= North Enfield Cricket Club =

Cricket club

North Enfield Cricket Club is a cricket club in Enfield, Greater London.

== History ==
North Enfield Cricket Club has been in existence for 127 years. Initially playing at Claysmore - farmland located between Clay Hill and Whitewebbs Park until World War II interrupted much local sport. The current ground at Strayfield Road, only a few hundred yards from Claysmore, is part of Hilly Fields Park, owned by Enfield Council.

In 1951/52, the Council agreed to lease the land to the club with the condition that the club own and maintain both the cricket square and the pavilion and car park. A public right of way continues to exist across the middle of the playing area. The club continues to lease the land from the council on a 30-year lease, and is a protected tenant.
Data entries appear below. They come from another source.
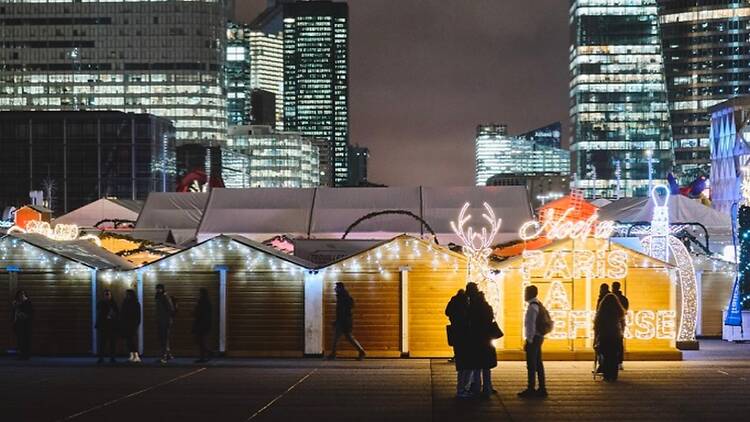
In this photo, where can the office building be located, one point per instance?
(358, 157)
(618, 101)
(316, 72)
(497, 152)
(81, 156)
(276, 159)
(705, 62)
(162, 58)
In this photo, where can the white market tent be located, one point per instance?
(102, 209)
(178, 212)
(326, 213)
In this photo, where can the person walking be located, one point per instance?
(202, 324)
(107, 317)
(165, 312)
(534, 327)
(344, 321)
(130, 320)
(608, 335)
(457, 312)
(21, 316)
(483, 353)
(603, 291)
(625, 303)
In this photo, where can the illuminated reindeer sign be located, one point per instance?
(477, 246)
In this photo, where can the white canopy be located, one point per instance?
(102, 209)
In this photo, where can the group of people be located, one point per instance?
(609, 330)
(115, 321)
(473, 328)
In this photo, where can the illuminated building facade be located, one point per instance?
(84, 155)
(618, 100)
(496, 152)
(276, 159)
(316, 72)
(157, 57)
(706, 62)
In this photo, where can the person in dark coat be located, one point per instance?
(202, 324)
(625, 303)
(482, 351)
(608, 335)
(130, 320)
(107, 318)
(603, 291)
(344, 323)
(165, 312)
(457, 312)
(22, 314)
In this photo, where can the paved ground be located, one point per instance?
(709, 385)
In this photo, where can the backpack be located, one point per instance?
(544, 323)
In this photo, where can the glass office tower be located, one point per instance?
(618, 102)
(706, 53)
(157, 57)
(316, 72)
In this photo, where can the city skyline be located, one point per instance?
(416, 107)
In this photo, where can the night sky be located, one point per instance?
(424, 73)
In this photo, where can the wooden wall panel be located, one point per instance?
(716, 288)
(265, 314)
(376, 312)
(429, 293)
(62, 312)
(185, 287)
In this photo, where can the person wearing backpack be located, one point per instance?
(165, 313)
(537, 323)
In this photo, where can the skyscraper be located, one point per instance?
(705, 56)
(618, 100)
(163, 58)
(316, 71)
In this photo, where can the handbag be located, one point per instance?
(495, 331)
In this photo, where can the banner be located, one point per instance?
(734, 312)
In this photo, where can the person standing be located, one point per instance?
(22, 315)
(608, 335)
(533, 344)
(625, 303)
(165, 312)
(344, 323)
(202, 324)
(130, 320)
(107, 317)
(603, 291)
(481, 317)
(457, 312)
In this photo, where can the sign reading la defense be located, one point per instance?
(570, 271)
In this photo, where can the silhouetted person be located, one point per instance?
(202, 324)
(625, 303)
(165, 312)
(22, 315)
(344, 321)
(483, 353)
(533, 345)
(603, 291)
(130, 320)
(107, 318)
(608, 335)
(457, 312)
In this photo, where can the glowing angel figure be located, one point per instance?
(477, 246)
(661, 244)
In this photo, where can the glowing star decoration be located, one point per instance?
(61, 232)
(562, 227)
(477, 246)
(660, 245)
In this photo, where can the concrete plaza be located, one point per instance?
(711, 384)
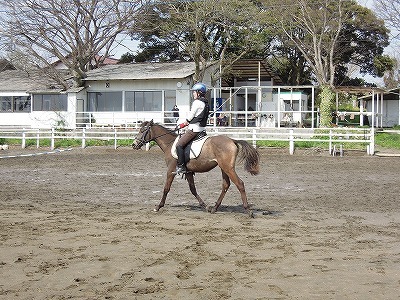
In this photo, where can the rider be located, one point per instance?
(197, 120)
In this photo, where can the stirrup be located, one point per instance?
(180, 170)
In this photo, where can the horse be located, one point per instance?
(217, 150)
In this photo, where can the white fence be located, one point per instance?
(335, 137)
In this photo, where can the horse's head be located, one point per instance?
(144, 135)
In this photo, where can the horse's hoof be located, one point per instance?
(212, 209)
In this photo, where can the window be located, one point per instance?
(50, 102)
(105, 101)
(15, 104)
(143, 101)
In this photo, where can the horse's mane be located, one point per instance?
(171, 131)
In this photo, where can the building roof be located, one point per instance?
(253, 68)
(142, 71)
(26, 81)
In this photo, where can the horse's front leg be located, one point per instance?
(192, 187)
(167, 188)
(225, 186)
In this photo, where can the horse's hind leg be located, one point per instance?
(192, 187)
(225, 186)
(240, 186)
(167, 187)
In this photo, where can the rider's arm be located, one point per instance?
(197, 108)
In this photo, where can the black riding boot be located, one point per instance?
(181, 167)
== Prominent cricketers ==
The post-war years saw Frank Barwick emerge as one of North Enfield's most successful cricketers. Barwick won the 1st XI batting and bowling awards for three consecutive years, and the bowling award for a further two from 1948, a record that remains unmatched in the club's history. Barwick joined North Enfield having previously played for Enfield CC before the war. Contemporary accounts suggest that had it not been for the 1939–45 conflict, Barwick may have played first-class cricket for Middlesex. According to club accounts, he left Enfield CC due to a disagreement over his role in the team.

Other prominent professional cricketers that have associations with North Enfield are Mike Smith of Middlesex and England, whose family was involved at North Enfield for many years, staged a benefit game at North Enfield in 1976. John Emburey, the Middlesex and England spin bowler, who played in the North Enfield Centenary game against MCC and Benefit 1986 and Graham Barlow (Benefit fixture 1983). Middlesex wicket keeper Keith Brown was also a good friend of the Club for many years. Rumours also abound that England leg-spinner B.J.T. Bosanquet also played for North Enfield, (he was born at Bulls Cross and lived locally for some time) but no records exist to confirm this.

== Fixtures and events ==
The club has participated in league cricket in various forms over the years, principally the Saturday Hertfordshire League and the Chess Valley Sunday league from its inception until 2007. The club fields two teams at present - in Divisions 3 and 8 respectively for the 1st and 2nd XIs on the back of promotions for both sides in 2010. A Sunday friendly XI exists for those who prefer their cricket to be of a more relaxed nature. Fixtures take place home and away against teams from across North and East London, Hertfordshire and Essex. Sunday cricket is of a very mixed standard with a 'give everybody a game' emphasis (and provision of a good tea also features high on priority lists). In the last few years, the resurgence of 20 over cricket has brought a number of Friday night games at North Enfield, in particular the annual match against Enfield Scouts XI in aid of Help for Heroes. The club pitch may be hired on Friday nights for office or club games. The Colts section continues the excellent work since 2009, and the club is playing U10s matches in 2013.